Bereiche | Tage | Auswahl | Suche | Aktualisierungen | Downloads | Hilfe

O: Fachverband Oberflächenphysik

O 60: Chemistry at Solid/Liquid Interfaces

O 60.7: Vortrag

Mittwoch, 9. März 2016, 16:45–17:00, S052

Structure Sensitivity of the Oxygen Evolution Reaction on Cobalt(II,III) Oxide — •Craig Plaisance¹, Karsten Reuter¹, and Rutger van Santen² — ¹Technische Universität München, Germany — ²Technische Universiteit Eindhoven, The Netherlands

Quantum chemical calculations and kinetic simulations were used to examine the structure sensitivity of the oxygen evolution reaction on several surface terminations of Co₃O₄ [1]. Three characteristically different active sites were identified, all of which carry out O-O bond formation by nucleophilic attack on an oxo coordinated by one to three Co cations. A method was developed to calculate the turnover frequency of oxygen evolution as a function of overpotential, and it was found that three overpotential ranges exist, each with a different active site dominating.

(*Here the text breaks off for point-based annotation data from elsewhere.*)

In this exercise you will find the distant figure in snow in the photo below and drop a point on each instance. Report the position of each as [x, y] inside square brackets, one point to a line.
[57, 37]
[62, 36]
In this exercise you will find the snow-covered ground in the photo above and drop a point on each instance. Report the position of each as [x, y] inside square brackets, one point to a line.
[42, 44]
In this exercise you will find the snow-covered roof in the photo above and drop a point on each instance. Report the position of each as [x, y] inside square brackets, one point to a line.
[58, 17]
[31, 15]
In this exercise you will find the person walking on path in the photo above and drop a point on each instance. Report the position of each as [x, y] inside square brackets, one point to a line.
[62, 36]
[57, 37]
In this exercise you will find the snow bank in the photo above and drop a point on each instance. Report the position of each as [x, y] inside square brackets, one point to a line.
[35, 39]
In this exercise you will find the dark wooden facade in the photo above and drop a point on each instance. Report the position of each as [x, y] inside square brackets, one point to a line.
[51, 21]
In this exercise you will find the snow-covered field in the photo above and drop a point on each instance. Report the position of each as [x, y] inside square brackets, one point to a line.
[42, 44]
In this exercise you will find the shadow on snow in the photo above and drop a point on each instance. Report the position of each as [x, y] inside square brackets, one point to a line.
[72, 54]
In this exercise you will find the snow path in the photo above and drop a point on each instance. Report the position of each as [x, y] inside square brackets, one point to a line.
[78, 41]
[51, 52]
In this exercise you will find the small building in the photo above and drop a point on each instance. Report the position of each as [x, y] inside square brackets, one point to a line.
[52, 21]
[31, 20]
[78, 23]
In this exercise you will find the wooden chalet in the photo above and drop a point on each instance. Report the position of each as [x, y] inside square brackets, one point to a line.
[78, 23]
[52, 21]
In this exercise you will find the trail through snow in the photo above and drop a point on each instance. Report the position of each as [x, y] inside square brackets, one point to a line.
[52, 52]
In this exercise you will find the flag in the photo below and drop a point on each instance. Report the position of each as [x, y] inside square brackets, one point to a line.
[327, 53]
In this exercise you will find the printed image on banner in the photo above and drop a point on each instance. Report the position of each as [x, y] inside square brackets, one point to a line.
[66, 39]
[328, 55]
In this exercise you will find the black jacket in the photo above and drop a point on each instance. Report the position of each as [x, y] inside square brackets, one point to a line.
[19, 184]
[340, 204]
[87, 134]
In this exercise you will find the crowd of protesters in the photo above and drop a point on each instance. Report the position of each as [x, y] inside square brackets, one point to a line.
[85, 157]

At low overpotentials an oxo coordinated to two Co(IV) and one Co(II) at a step edge of the (311) surface is most active. At medium overpotentials, the active site switches to an oxo coordinated to two Co(IV) on the A termination of the (110) surface, and at high overpotentials, to an oxo coordinated to a single Co(V) on the B termination of the (110) surface. The less coordinated oxos are intrinsically more reactive but require a higher overpotential to oxidize to the active state. Analysis of the electronic structure indicates that the intrinsic reactivity is related to the energy to transfer a hole from an oxidized Co cation to the oxo, with the less coordinated sites requiring the least energy.

[1] C.P. Plaisance and R.A. van Santen, J. Am. Chem. Soc., 2015, 137 (46), 14660-72.